If negative publicity arises with respect to us, our employees, our
third-party service providers or our partners, our business and operating results could be adversely affected, regardless of whether the negative publicity is true.
Negative publicity about us or our products, even if inaccurate or untrue, could adversely affect our reputation and confidence in our
products, which could harm our business and operating results. For example, on August 27, 2024, a news article was published by a short seller alleging evidence of accounting manipulation, sibling self-dealing and sanctions evasion (the
“Report”). We indicated that such Report contained false or inaccurate statements about us, including misleading presentations of information we previously shared publicly and announced the results of the related Special Committee
investigation.
On March 19, 2026, the U.S. Attorney’s Office for the Southern District of New York unsealed an indictment of
three individuals either employed or associated with the Company at the time, including Yih-Shyan (Wally) Liaw, our former Senior Vice President, Business Development and a director on our Board, in connection
with an alleged conspiracy to commit export control violations (the “Indictment”). Although the Company is not named as a defendant or alleged to be a co-conspirator in the Indictment, has been
cooperating with the government’s investigation, and the three individuals are no longer employed or associated with the Company, the Indictment, as well as the prior publication of the Report and our previous Delinquent Reports have all
contributed to significant volatility in, and declines of, the trading price of our common stock, as well as harm to our reputation, and could continue to do so in the future. Harm to our reputation has in the past, and may in the future, arise from
many other sources, including employee misconduct, such as in connection with the alleged conduct described in the Indictment involving individuals associated with the Company at the time, and misconduct by our partners, consultants and outsourced
service providers. Additionally, negative publicity with respect to our partners or service providers could also affect our business and operating results to the extent that we rely on these partners or if our customers or prospective customers
associate us with these partners.
Harm to our reputation has in the past, and may in the future, arise from many other sources, including
employee misconduct, such as in connection with the alleged conduct described in the Indictment involving individuals associated with the Company at the time, and misconduct by our partners, consultants and outsourced service providers.

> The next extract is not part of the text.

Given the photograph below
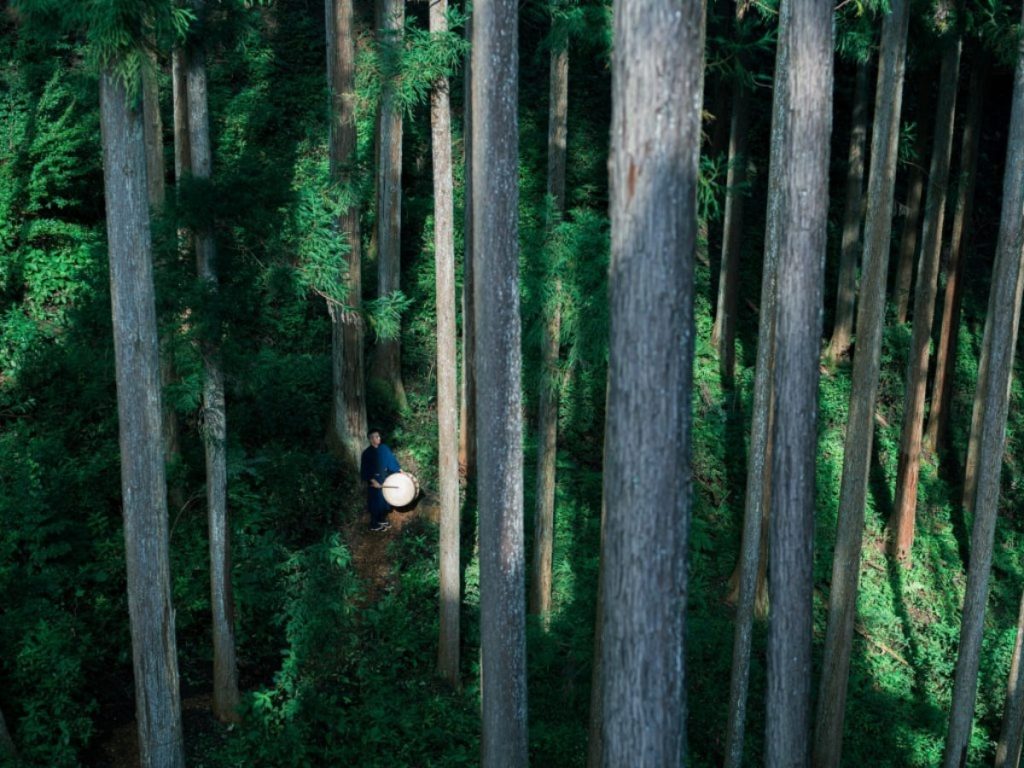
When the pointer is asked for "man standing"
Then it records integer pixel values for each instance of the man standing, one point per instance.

Additionally, negative publicity with respect to our partners or service providers could also affect our business and operating results to the extent that we rely on these partners or if our customers or prospective customers associate us with these
partners.
We have been, are currently, and may in the future be subject to various lawsuits and
other legal proceedings, disputes, claims, and government inquiries and investigations, which could cause us to incur substantial costs or require us to change our business practices in a way that could seriously harm our business, and any orders,
actions or rulings not in our favor could have a material adverse effect on our business, results of operations, and financial condition.
We have been, are currently, and may in the future be subject to various lawsuits, stockholder derivative actions, class action lawsuits,
individual or mass arbitration proceedings, and other types of legal proceedings, as well as other disputes, claims, and regulatory or governmental inquiries and investigations, including with regard to contract or commercial disputes, consumer
protection, privacy, data protection, intellectual property, tax, employment, and corporate governance, among other matters. In addition, the circumstances underlying the matters discussed in Item 9. “Changes in and Disagreements with
Accountants on Accounting and Financial Disclosure” of our Annual Report on Form 10-K for the fiscal year ended June 30, 2025 continue to create the risk of additional litigation and claims by
investors and examinations, investigations, proceedings and orders by regulatory authorities. These include a broad range of potential actions that may be taken against us by the SEC or other regulatory agencies, including a cease-and-desist order and/or the assessment of possible civil monetary penalties. For example, the Company received a subpoena from the SEC requesting the production of
documents relating to certain customers, including one customer that is the subject of the allegations in the Indictment, and the Company’s controls and procedures. We are cooperating with the SEC’s requests, but we cannot predict the
scope, duration, or outcome of this matter, and the SEC may issue additional subpoenas or other information requests.
The Company also
received a grand jury subpoena from the U.S. Attorney’s Office for the Southern District of New York seeking documents and information relating to the individuals and facts referenced in the Indictment, as well as the Company’s
compliance program and internal controls, and related issues. The Company has also received other subpoenas, including one from the U.S. Attorney’s Offices for the Eastern District of New York and one from Central District of California that
predate the Indictment requesting documents and information relating to certain other customers. The Company has not been informed that it is the target of any of these investigations, but if we become the target of any of these investigations, the
Department of Justice could pursue civil or criminal enforcement actions against us, seek monetary or other penalties from us (including disgorgement), or require changes to our compliance program and internal controls.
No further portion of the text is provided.